The form of Mitchell's novel is excerpts covering the same five-week period from the notebooks of three women enrolled in a nature-writing workshop in Burlington, VT, that are bookended by a foreword and afterword written by the workshop leader. There are two big challenges for a writer employing this format. First, journals violate a basic rule of successful fiction -- they tell rather than show. In the hands of a gifted storyteller, telling works, but the writers of these notebooks aren't gifted storytellers. Second, journals are written by I-I-I about me-me-me, and if one is hard to take, three back-to-back can be deadly. Mitchell's novel did not overcome the challenges posed by his chosen form.
The voices of the four women in the novel didn't ring true to me. Simply put: I didn't buy them as women. It wasn't that Mitchell as a man failed to evoke these women accurately and well. Despite multiple sexual encounters, the three diarists all seemed strangely neuter to me. Not once did I have an ah-ha moment where I thought, I've felt like that.

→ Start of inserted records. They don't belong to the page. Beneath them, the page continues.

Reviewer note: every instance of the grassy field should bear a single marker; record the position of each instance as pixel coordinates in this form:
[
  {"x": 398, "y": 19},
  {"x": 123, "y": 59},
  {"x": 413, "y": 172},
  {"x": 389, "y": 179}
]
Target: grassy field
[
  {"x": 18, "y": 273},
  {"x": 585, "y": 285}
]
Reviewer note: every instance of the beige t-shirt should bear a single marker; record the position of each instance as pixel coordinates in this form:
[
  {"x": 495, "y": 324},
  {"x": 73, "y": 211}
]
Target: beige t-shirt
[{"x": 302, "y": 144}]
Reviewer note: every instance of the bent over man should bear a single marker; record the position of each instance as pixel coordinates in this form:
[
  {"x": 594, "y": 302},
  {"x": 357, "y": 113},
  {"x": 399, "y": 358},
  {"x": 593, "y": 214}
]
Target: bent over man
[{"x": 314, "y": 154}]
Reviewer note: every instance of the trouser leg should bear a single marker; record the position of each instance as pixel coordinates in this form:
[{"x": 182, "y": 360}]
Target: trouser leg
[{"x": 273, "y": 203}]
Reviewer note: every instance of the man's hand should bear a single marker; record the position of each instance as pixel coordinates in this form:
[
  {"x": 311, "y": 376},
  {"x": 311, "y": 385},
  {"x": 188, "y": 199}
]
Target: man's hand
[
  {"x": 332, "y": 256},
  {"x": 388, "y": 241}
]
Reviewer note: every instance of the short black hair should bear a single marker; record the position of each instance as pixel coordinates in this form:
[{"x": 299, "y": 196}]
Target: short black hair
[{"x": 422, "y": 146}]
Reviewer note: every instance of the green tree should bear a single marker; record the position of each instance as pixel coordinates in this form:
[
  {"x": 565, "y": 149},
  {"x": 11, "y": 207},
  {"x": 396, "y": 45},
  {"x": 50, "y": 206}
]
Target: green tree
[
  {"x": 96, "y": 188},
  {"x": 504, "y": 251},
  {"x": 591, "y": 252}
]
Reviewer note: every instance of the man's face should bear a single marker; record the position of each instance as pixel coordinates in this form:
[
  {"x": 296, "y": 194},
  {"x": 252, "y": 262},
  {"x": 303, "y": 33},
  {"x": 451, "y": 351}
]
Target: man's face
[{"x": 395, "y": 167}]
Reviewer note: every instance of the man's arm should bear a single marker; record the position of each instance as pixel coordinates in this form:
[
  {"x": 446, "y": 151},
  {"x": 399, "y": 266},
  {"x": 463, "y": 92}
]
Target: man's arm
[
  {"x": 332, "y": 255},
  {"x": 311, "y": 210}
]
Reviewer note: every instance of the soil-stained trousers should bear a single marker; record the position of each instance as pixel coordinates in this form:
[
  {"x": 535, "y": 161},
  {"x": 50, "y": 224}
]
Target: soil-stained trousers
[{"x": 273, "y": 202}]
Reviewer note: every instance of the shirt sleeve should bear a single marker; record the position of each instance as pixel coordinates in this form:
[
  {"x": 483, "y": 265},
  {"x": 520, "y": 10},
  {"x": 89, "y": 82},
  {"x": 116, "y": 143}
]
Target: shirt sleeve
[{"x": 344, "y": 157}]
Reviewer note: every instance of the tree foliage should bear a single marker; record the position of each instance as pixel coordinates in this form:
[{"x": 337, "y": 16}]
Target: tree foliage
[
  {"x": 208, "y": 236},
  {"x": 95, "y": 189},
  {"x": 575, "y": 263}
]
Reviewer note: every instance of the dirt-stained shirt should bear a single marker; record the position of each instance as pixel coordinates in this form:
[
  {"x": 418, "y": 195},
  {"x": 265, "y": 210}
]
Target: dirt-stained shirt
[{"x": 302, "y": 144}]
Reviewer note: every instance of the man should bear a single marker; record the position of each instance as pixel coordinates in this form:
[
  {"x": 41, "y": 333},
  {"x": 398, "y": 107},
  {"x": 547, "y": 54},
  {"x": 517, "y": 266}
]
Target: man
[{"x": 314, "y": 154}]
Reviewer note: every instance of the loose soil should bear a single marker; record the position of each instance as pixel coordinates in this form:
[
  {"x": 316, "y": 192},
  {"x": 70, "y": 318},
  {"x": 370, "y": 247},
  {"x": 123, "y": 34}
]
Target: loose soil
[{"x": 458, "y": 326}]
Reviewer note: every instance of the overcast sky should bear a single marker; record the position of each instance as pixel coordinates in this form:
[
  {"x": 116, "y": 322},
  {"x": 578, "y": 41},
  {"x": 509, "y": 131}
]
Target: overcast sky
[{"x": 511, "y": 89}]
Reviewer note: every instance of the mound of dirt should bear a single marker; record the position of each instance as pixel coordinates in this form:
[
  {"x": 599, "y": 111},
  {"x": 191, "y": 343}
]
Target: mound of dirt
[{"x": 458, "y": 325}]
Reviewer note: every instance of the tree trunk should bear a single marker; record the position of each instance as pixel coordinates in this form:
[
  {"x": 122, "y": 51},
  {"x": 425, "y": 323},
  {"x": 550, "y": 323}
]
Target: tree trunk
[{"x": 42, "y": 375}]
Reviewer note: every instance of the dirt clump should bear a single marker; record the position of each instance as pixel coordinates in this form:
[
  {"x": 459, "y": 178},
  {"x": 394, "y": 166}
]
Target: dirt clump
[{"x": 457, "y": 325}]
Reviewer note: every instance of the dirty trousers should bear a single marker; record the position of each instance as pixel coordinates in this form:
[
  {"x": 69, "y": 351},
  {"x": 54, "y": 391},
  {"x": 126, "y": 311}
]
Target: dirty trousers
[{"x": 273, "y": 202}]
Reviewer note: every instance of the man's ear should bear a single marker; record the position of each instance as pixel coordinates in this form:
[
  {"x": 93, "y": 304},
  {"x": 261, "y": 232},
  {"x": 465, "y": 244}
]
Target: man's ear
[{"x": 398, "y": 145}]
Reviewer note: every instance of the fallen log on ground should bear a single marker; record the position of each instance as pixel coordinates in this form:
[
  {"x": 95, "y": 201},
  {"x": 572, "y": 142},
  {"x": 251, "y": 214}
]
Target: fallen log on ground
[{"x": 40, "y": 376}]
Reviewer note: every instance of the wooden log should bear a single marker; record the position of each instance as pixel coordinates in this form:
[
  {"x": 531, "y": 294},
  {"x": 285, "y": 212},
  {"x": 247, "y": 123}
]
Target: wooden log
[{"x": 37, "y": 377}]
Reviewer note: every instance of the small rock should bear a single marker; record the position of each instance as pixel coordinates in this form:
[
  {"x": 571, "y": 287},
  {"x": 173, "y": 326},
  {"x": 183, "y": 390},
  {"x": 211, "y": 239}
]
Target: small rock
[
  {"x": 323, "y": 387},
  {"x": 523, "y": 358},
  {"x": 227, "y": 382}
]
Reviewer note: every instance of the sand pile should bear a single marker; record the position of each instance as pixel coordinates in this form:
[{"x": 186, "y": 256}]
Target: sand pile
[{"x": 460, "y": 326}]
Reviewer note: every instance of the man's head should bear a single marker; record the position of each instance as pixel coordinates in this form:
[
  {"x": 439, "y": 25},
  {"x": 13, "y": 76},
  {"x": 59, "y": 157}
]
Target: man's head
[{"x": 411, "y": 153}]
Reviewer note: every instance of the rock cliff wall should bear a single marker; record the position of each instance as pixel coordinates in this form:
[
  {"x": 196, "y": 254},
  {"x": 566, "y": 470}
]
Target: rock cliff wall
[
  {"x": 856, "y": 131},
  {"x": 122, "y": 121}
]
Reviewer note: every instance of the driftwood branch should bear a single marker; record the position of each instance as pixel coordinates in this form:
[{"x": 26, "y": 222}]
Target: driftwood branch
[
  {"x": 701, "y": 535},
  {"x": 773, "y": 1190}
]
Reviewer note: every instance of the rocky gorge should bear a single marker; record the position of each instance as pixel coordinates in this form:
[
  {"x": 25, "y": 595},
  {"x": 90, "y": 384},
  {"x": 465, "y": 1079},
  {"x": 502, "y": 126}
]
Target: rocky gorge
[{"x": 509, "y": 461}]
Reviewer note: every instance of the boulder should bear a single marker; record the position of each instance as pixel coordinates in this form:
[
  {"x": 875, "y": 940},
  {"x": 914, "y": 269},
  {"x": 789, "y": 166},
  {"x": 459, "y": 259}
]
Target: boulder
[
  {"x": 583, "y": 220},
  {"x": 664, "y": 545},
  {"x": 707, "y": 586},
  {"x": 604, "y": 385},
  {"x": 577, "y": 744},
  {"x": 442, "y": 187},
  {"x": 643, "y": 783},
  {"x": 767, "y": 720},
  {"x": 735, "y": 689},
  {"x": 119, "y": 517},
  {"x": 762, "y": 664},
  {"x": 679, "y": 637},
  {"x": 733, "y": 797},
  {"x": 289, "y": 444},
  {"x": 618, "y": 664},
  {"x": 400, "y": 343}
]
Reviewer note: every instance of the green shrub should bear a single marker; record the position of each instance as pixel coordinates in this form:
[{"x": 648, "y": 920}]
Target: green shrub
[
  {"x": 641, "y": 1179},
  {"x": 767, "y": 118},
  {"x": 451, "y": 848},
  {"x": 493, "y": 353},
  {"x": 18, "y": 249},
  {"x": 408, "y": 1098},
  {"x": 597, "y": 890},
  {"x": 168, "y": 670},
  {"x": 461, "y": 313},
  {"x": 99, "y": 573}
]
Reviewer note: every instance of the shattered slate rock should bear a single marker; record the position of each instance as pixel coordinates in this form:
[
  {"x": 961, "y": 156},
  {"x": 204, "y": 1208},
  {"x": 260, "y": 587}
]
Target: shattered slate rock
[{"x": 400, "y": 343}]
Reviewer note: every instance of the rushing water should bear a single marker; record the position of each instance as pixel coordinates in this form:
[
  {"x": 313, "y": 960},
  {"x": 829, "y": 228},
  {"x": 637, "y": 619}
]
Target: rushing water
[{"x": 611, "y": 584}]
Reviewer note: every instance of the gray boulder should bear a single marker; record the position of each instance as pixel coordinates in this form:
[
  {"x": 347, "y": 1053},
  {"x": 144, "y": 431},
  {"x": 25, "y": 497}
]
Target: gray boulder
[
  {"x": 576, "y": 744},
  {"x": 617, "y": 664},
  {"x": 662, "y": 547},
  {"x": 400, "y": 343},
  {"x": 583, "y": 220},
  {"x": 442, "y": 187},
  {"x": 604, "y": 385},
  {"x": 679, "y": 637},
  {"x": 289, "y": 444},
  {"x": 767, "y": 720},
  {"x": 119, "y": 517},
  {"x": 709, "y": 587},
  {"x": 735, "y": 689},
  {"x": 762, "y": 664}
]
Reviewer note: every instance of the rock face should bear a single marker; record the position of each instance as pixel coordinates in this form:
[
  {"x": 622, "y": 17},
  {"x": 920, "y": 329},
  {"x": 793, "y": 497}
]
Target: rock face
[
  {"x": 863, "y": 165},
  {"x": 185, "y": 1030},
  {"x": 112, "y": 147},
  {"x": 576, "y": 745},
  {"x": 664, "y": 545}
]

Finally, the characters of the novel -- four women and the lover they share -- failed to grab me emotionally. In fact, I pretty much actively disliked all five. The problem begins with the man -- a California eco-activist on the run from retribution after his action left other activists holding the bag -- in jail or prison. In Vermont he looks up an old lover, who introduces him to the members of her nature-writing workshop, three of whom he targets as accomplices in his next act of dangerous and destructive monkey-wrenching. His method of persuasion? He seduces the women, persuading each that they're in love with him and part of a couple. So he's a jerk and so is his former lover who betrays her students. And stupid is the best term for the three seduced women. Who is there to like in this story? No one. And in a novel, that is ALWAYS a problem.